I also wonder if your client might like to explore what is driving his need to reconnect so quickly with his family members? Often this journey after treatment is far longer and more painful than one would wish and this reality could be acknowledged and addressed as part of his work with you. He may never get the kind of support he most craves from his family. Perhaps he needs to consider how he will cope without a satisfying reconnection rather than allowing this unmet need to grow into a potential trigger for a lapse or relapse.

Often clients emerge from treatment with a new or heightened awareness of their family history and the dynamics of their relationships. The family meanwhile may still feel as they did prior to treatment - despondent, angry or scared. They may also find the change in their relative unsettling if it challenges the pattern of behaviour that the family has grown used to.

It is a huge task for the client to navigate these dynamics. The more they are enabled by you to reflect on what is happening for them, weigh up the possible outcomes and support themselves, the more likely his family is to reconnect with him at their own freewill and build genuinely supportive relationships.

Emily Holt, Counsellor, Adfam

 

Dear Colin

The solution to the problem of the parents not wanting to come into treatment with their son may be difficult because of feeling let down. But they need to help him by telling him they will never give up on him, and hopefully he will stay on the right track. If they give up, he is sure to go back to his isolated world of drugs.

Good luck with your help.

Julie, by email

 

Colin

Well done, the connection you have made with your client is evident and I too have come across similar problems in respect of family members who are unwilling or unable to move forward with the client, for fear of rejection and turmoil again.

One solution I have found to be successful in the past was to turn the tables round and invite the family to attend, not on the basis of how it could be of value to the client, but how you are interested in their feelings, thoughts, fears etc. In this way they may feel valued for their opinion, even if it initially does not appear to be the one your client is seeking.

Surely it is not about giving the client another chance, but the other way round - all too often we focus on our clients' needs and are blind to those around them. The family members often experience the same pain and confusion as the clients, but this can be exacerbated when all their previous efforts are thrown back in their faces (their perception).
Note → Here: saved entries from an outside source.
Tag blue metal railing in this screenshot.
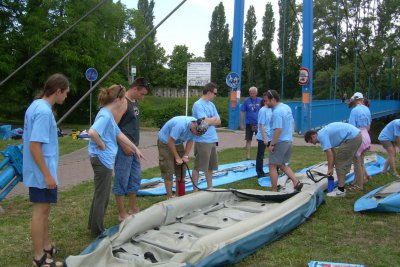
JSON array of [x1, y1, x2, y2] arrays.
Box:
[[286, 100, 400, 133]]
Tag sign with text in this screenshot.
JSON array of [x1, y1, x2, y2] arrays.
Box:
[[187, 62, 211, 86]]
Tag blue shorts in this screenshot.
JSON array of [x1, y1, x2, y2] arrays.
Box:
[[29, 187, 57, 203], [113, 146, 141, 195]]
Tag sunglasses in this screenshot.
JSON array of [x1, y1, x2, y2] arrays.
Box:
[[267, 90, 274, 99]]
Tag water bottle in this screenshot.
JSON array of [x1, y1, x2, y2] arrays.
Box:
[[327, 176, 334, 192]]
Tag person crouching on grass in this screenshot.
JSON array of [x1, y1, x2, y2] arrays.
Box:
[[87, 84, 145, 237]]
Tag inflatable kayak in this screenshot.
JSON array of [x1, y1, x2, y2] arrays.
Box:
[[258, 154, 385, 188], [138, 160, 268, 196], [65, 179, 327, 266], [354, 180, 400, 213]]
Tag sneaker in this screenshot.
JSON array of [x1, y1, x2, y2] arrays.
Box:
[[326, 188, 346, 197]]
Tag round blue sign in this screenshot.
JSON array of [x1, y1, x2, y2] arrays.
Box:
[[226, 72, 240, 89], [85, 68, 98, 82]]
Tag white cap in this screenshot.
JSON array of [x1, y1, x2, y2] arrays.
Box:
[[351, 92, 364, 100]]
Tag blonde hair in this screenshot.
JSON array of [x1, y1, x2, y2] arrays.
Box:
[[98, 84, 125, 107]]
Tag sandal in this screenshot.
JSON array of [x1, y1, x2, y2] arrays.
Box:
[[43, 246, 59, 257], [348, 184, 362, 191], [294, 181, 303, 191], [33, 253, 63, 267]]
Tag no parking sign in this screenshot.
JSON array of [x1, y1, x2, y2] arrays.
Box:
[[85, 68, 98, 82]]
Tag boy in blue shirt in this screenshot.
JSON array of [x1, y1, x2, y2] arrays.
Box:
[[23, 74, 70, 267], [304, 122, 362, 197]]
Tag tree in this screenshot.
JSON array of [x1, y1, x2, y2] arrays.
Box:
[[253, 3, 276, 92], [167, 45, 194, 88], [204, 2, 231, 95], [127, 0, 167, 87], [243, 5, 257, 90], [278, 0, 300, 99]]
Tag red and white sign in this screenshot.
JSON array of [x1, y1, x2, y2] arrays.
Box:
[[298, 67, 310, 85]]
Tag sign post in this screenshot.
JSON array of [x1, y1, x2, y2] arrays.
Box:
[[229, 0, 245, 130], [85, 67, 98, 126], [186, 62, 211, 115]]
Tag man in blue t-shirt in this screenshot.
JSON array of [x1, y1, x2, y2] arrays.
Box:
[[378, 119, 400, 178], [304, 122, 362, 197], [158, 116, 208, 198], [192, 82, 221, 191], [265, 90, 302, 192], [240, 86, 262, 160]]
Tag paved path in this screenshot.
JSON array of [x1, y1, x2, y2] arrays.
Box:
[[7, 129, 386, 198]]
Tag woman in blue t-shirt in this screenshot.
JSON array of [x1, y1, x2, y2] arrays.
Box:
[[87, 84, 144, 237]]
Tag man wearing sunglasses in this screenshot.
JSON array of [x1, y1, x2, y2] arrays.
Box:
[[191, 82, 221, 191], [240, 86, 262, 160], [112, 77, 149, 221]]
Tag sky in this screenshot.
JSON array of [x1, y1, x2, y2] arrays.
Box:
[[118, 0, 283, 57]]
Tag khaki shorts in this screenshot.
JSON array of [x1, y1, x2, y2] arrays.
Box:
[[268, 141, 292, 165], [380, 140, 396, 150], [335, 133, 362, 176], [194, 142, 218, 172], [157, 140, 186, 181]]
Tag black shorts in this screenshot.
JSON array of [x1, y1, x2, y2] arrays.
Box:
[[29, 187, 58, 203], [245, 124, 258, 141]]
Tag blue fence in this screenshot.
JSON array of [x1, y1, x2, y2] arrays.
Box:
[[0, 145, 23, 201], [286, 100, 400, 133]]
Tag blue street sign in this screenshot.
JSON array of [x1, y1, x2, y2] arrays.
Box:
[[226, 72, 240, 89], [85, 68, 98, 82]]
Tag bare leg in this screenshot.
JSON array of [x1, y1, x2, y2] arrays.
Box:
[[387, 146, 398, 175], [206, 170, 213, 189], [32, 203, 50, 260], [192, 170, 200, 192], [128, 193, 139, 214], [246, 140, 252, 159], [115, 195, 128, 220], [269, 164, 278, 192], [279, 164, 299, 186], [165, 180, 174, 198]]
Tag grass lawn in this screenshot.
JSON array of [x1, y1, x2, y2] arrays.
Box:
[[0, 142, 399, 266]]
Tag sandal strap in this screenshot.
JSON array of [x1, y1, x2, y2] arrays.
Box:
[[44, 246, 59, 257], [33, 253, 59, 267]]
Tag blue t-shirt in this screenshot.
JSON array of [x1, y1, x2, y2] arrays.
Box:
[[241, 97, 262, 125], [158, 116, 197, 145], [192, 98, 219, 143], [317, 122, 360, 151], [23, 99, 59, 188], [270, 103, 294, 142], [256, 106, 272, 141], [378, 119, 400, 142], [349, 104, 371, 128], [88, 107, 121, 169]]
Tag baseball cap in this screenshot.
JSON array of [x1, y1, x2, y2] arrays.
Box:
[[131, 77, 150, 89], [195, 119, 209, 134], [350, 92, 364, 101]]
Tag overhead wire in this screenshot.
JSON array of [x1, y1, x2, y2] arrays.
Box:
[[0, 0, 108, 87], [57, 0, 188, 125]]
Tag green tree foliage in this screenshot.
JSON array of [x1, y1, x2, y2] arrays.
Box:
[[242, 5, 257, 90], [253, 3, 277, 93], [167, 45, 194, 88], [278, 0, 300, 99], [127, 0, 167, 87], [204, 2, 231, 96]]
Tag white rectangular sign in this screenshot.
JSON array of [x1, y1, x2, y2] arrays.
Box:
[[187, 62, 211, 86]]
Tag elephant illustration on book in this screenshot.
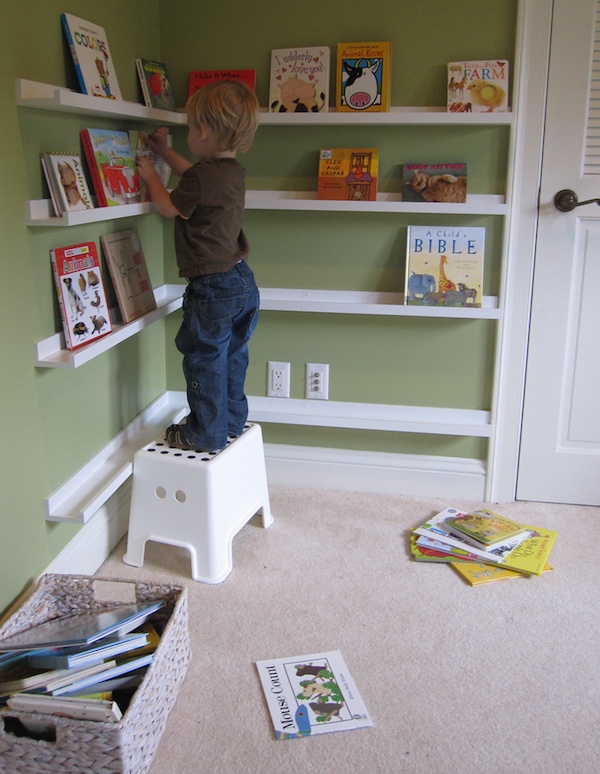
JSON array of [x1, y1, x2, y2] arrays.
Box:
[[407, 272, 436, 302]]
Let them know that you value and welcome their input; negative input has a way of turning situations around when people are able to be open and honest and the counselling process should allow this to happen naturally.

It sounds like all members of the family are needing help and assistance and I am sure you will find a way.

Good luck.

Katie Macdonald, Alcohol Counselling Inverness

 

Dear Colin

I don't know if you can persuade them to give him another chance - they may be 'at that stage' where they don't want to know. Their reaction might be reasonable in the circumstances.

The way to encourage them could be for him to get on with his treatment and his life showing them that he is staying clean. In time they may come round, they may not.

If they do or don't, is he relying on their support for him to continue with his recovery - and is that wise?